James was that inmate. His then-wife intercepted Rena’s email and put them in touch. James gave Rena’ the information she needed to get her friend’s boys set up.

Ten years later, when she was passing through Chicago before moving south, Rena’ took the weekend to visit James and say thanks. His wife accompanied her.

It was the first and only time during his incarceration that they met face-to-face. The group had one hour.

After his wife divorced him, James sent Rena’ a letter. He told her he didn’t have many connections on the outside, and the two became pen pals. He wrote about five letters to her one, sometimes telling her the same story twice.

She became curious about his case. 

“Ask me any question you want, and I’ll answer it,” he would write.

The more Rena’ read, the more she realized her pen pal was in the wrong place. Assured of his innocence, she wrote to him and asked: “What do you look for in a woman?”

She gave him her phone numbers in case he needed something, someday.

His first night as a free man, he called her from the Holiday Inn near Chicago’s O’Hare airport where his attorneys put him. He was to stay there until they could figure out where else he could go.

James and Rena’ had been talking for almost an hour when she stopped to ask: “Wait a second, who’s paying for this?”

“The attorneys!”

She hung up and called James back, explaining to him that costs had gone up since he’d been in prison.

“Well, it’s too bad that I’m in Chicago,” he said.

“Dude, they make airplanes for a reason,” Rena’ said.

They agreed she should request time off work and visit in a week’s time.

“YOUR AUNT JUST POSTED something saying your dad’s getting out,” Felicia Kluppelberg told her husband James Kluppelberg Jr. by phone.

Felicia had been cruising Facebook at their Merrillville, Ind., home where they were raising two young daughters when she saw the news clip. She called her husband immediately. A journeyman electrician, he was out working at the Springfield Avenue pumping station in Chicago.

That night when he came home, they watched the news together. There James was, on the TV. This strange, yet familiar man was back in the world.

James Jr. hadn’t seen him since he was a kid when his stepmother, one of James’ ex-wives, would take him for prison visits. He moved in with her when he was eight after spending a year in a homeless shelter with his mom, Dawn – also mother to his three half-brothers fathered by Duane Glassco, whose lies contributed to James’ wrongful conviction in 1989. About five years earlier, Dawn had left Glassco for James and brought James Jr. into the world.

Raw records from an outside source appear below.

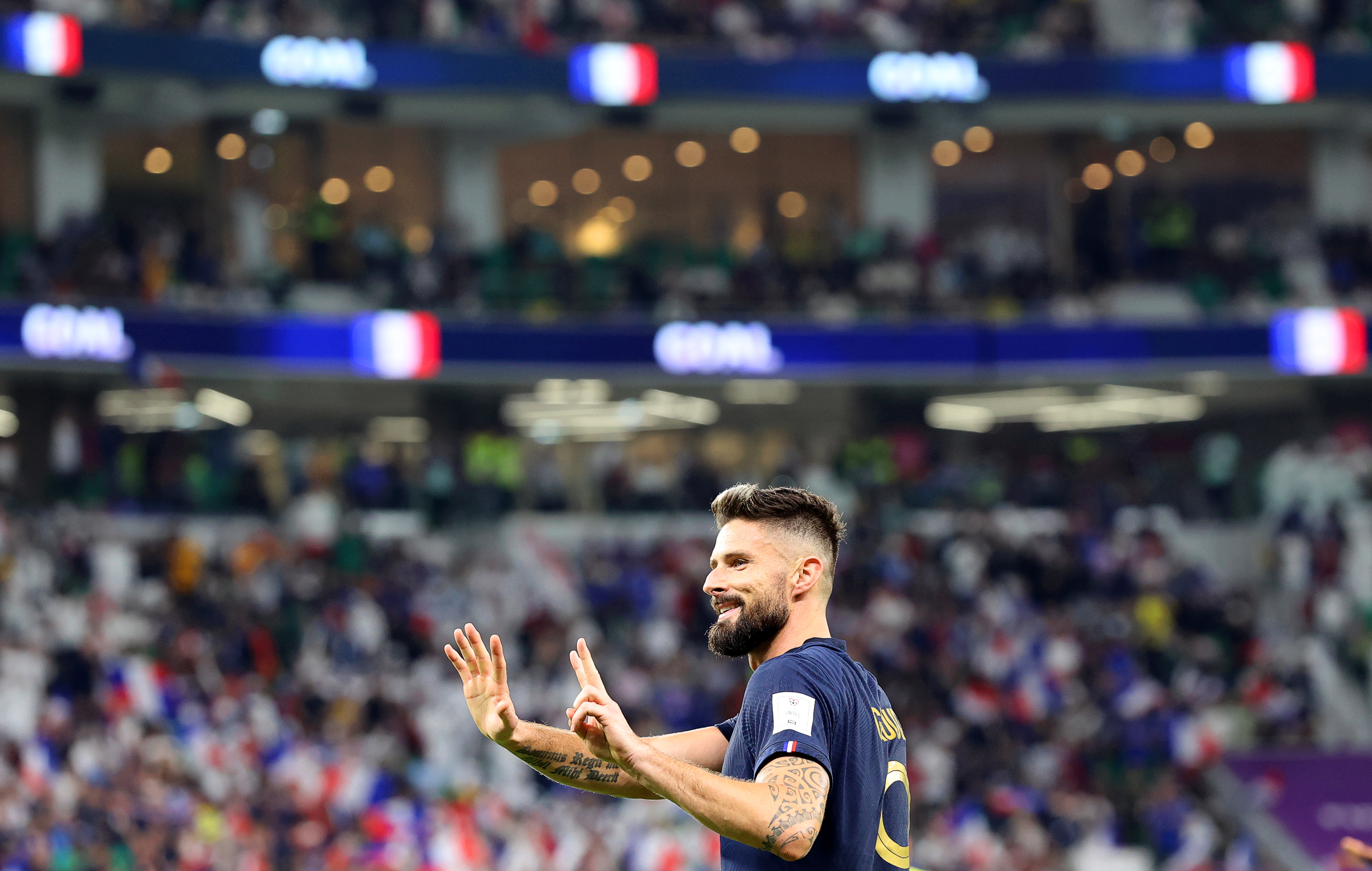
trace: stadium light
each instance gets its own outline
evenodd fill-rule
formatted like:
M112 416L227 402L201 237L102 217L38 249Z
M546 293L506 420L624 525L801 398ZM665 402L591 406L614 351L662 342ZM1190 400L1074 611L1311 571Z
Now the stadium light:
M611 399L609 384L595 379L543 379L532 394L506 396L506 424L535 442L619 442L635 432L708 427L719 405L700 396L646 390L637 399Z
M1089 396L1066 387L938 396L925 407L930 427L965 432L988 432L1007 422L1032 422L1043 432L1102 429L1198 420L1203 414L1205 401L1195 394L1118 384L1103 384Z
M209 387L195 394L195 410L230 427L246 427L252 420L252 406Z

On prison visits, the two James Kluppelbergs would sit together at one of many tables and chairs in a big open room. They would eat potato chips with Ketchup – the closest thing to French fries in the Department of Corrections. The potato chips had ridges, James Jr. remembers.

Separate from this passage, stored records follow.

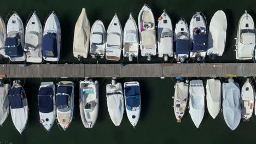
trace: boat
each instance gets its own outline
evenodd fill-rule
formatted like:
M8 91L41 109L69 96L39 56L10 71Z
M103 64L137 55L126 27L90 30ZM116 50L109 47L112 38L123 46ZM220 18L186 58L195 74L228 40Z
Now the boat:
M91 26L85 9L83 8L75 23L73 44L74 57L79 61L82 58L86 58L88 55L90 30Z
M44 60L51 62L60 60L61 37L60 22L54 11L52 11L44 24L42 44Z
M204 61L207 47L206 20L201 12L196 12L192 17L189 25L190 43L191 50L191 58L196 58L198 62Z
M37 97L39 122L46 130L50 131L55 119L55 85L53 82L42 82Z
M90 54L94 58L105 55L106 29L101 20L96 21L91 27L90 43Z
M59 82L56 97L57 122L65 131L69 127L74 115L74 83Z
M138 23L141 56L151 61L151 56L156 55L155 23L152 11L146 4L139 11Z
M80 114L84 126L92 128L98 113L98 82L85 79L79 82Z
M127 117L132 125L135 128L141 114L139 83L137 81L125 82L124 95Z
M185 114L188 102L188 83L178 80L175 84L174 96L173 97L173 107L178 122L181 123L181 119Z
M211 116L215 119L222 105L222 83L219 80L211 79L206 81L206 103Z
M184 62L189 56L191 46L189 28L183 18L181 19L175 26L174 38L174 58L178 62Z
M24 51L26 52L27 62L41 63L43 27L36 11L33 12L27 22L25 32Z
M247 79L241 91L241 115L245 121L249 121L253 112L254 88Z
M123 30L117 14L113 17L107 31L106 58L119 61L123 47Z
M222 56L225 45L227 28L226 17L222 10L218 10L211 20L208 34L207 55L212 59Z
M28 106L26 93L20 81L14 81L8 93L10 112L13 124L20 134L27 125Z
M238 83L233 79L229 79L228 82L222 84L223 101L222 109L225 122L232 130L235 130L241 119L240 90Z
M0 125L5 121L10 111L8 100L8 92L10 85L4 84L2 80L0 79Z
M255 45L255 37L253 19L246 10L239 20L235 38L236 59L247 60L253 58Z
M190 81L189 85L189 113L197 128L205 114L205 88L202 81Z
M123 41L124 57L128 57L132 62L133 57L138 57L139 39L138 27L131 13L125 25Z
M4 57L9 58L5 55L4 50L4 41L6 38L6 27L4 23L4 21L0 16L0 56L2 55Z
M18 14L14 12L7 23L7 37L4 43L4 52L11 62L26 60L24 37L22 21Z
M115 79L112 80L111 83L106 86L106 97L111 120L115 126L119 126L124 111L122 84L116 83Z
M167 61L168 57L173 56L173 31L172 21L165 10L158 18L158 57Z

“It had to be Ridges because it supports the ketchup,” he says.

Prison staff would take two Polaroid pictures during the visits. One photo to stay. One to go.

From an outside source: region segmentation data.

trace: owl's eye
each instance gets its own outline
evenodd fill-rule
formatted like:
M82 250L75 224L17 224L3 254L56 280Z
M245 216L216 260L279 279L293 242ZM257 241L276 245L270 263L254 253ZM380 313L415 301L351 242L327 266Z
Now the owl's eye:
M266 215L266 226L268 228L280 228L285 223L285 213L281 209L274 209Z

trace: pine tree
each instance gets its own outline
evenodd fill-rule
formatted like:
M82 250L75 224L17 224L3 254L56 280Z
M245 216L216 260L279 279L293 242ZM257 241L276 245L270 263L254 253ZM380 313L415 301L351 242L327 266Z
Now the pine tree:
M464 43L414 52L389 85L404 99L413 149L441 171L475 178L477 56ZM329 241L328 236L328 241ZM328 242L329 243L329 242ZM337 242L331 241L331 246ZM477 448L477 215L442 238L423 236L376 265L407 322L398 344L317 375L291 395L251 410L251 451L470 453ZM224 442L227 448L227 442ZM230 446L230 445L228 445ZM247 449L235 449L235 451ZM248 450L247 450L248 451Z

When James, Jr. was in junior high, the visits stopped – James’ wife wanted a divorce. James kept writing to his son, but the letters went unanswered. He mailed elaborate drawings as gifts he had purchased from other inmates who were artists. No response.

“I thought he was guilty,” he says. “There was no one that said he was innocent.”

Except Dawn, the mother of his child.

A few years before James’ release, two detectives came to James Jr.’s door. As they asked questions, he started to think perhaps he had been wrong. Perhaps his dad was innocent and his mom – even though she was cracked out whenever he heard her say so – was right.

James never got the chance to see Dawn after his release. Cancer and drug addiction got her less than two weeks before he won his freedom. Some of her final days were spent at a nursing home next to Cook County Jail where James had entered the system almost a quarter of a century ago, presumably forever.

In hospice, she ripped out her own oxygen tube and took her final breaths. James Jr. and his brothers pooled their money together for her cremation and memorial service at a Baptist Church in Tinley Park, Southwest of Chicago.

James Jr. had lost his mother – did he ever have her? – and now it seemed, as James’ face flashed across the TV screen, he might be gaining a father.